Martin Lipton, founding partner of Wachtell, Lipton, Rosen & Katz, specializing in mergers and acquisitions, stated that:
“The effects of short-termism are damaging to the economy as a whole. A firm that invests for the long term will make more investments in future productivity, whether that’s developing lifesaving medicine; building or buying newer, more efficient machinery; or paying for training for its workforce. All of these investments show up immediately as expenses on the balance sheet and reduce profits in the current quarter but raise future productivity of the firm. Incentivising a continuing short-term focus lowers future output, reduces long-term competitiveness, and diminishes future worker productivity and the higher wages that it can bring.”

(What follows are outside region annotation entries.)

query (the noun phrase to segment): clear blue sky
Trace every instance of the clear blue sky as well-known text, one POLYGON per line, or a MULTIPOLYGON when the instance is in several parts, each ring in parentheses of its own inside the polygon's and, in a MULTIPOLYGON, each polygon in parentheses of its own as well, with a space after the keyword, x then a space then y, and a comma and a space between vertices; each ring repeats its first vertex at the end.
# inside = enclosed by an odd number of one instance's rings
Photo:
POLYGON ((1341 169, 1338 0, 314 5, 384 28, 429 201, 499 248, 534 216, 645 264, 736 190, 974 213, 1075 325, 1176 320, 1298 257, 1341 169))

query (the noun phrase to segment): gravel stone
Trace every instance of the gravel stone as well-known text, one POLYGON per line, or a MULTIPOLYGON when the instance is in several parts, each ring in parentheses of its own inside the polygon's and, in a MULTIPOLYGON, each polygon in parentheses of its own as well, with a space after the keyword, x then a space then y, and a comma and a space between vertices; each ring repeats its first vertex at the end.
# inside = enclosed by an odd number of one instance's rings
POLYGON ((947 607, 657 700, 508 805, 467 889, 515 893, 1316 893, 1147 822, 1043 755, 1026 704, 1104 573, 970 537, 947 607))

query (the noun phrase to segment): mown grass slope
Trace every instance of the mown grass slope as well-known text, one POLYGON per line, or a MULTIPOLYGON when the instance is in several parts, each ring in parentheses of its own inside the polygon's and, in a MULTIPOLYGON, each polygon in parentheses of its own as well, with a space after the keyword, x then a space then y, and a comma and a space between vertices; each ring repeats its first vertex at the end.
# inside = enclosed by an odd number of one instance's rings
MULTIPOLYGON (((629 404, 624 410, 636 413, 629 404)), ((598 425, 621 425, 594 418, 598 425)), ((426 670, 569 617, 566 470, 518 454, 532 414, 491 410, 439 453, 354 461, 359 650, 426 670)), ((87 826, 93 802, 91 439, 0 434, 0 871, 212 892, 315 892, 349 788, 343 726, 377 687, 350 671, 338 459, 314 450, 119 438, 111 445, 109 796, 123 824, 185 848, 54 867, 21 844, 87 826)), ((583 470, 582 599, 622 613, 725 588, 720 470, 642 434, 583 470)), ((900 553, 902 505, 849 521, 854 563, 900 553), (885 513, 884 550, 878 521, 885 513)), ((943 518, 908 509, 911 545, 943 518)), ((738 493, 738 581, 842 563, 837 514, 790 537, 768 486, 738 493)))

Some organisations are already taking steps in this direction: Google is involved with The Long Now Foundation, an organisation interested in fostering long term thinking and Evernote dubs itself the 100 year start-up. These are just a couple of examples reflecting what is known as “cathedral thinking” – a term coined after the vision the old medieval cathedral builders had to have, to build something in the long term, even with the knowledge that they might not see its completion. This is the type of mentality that is necessary to build immortal brands, that are meaningful, that last and tap into the consumer’s desire for longevity.
It is now important to start thinking in the long term, plan not just for next month or next year but have a wholesome vision of what you want your organisation to be in the future. Listen to the consumers but also listen to your partners – who knows they will have the idea that will take your vision into the future? Innovation is a process that takes time and effort. You need to be prepared to invest these into your organisation, if you want to make the right decisions that will take your company into the next century, even if you won’t be around to see it.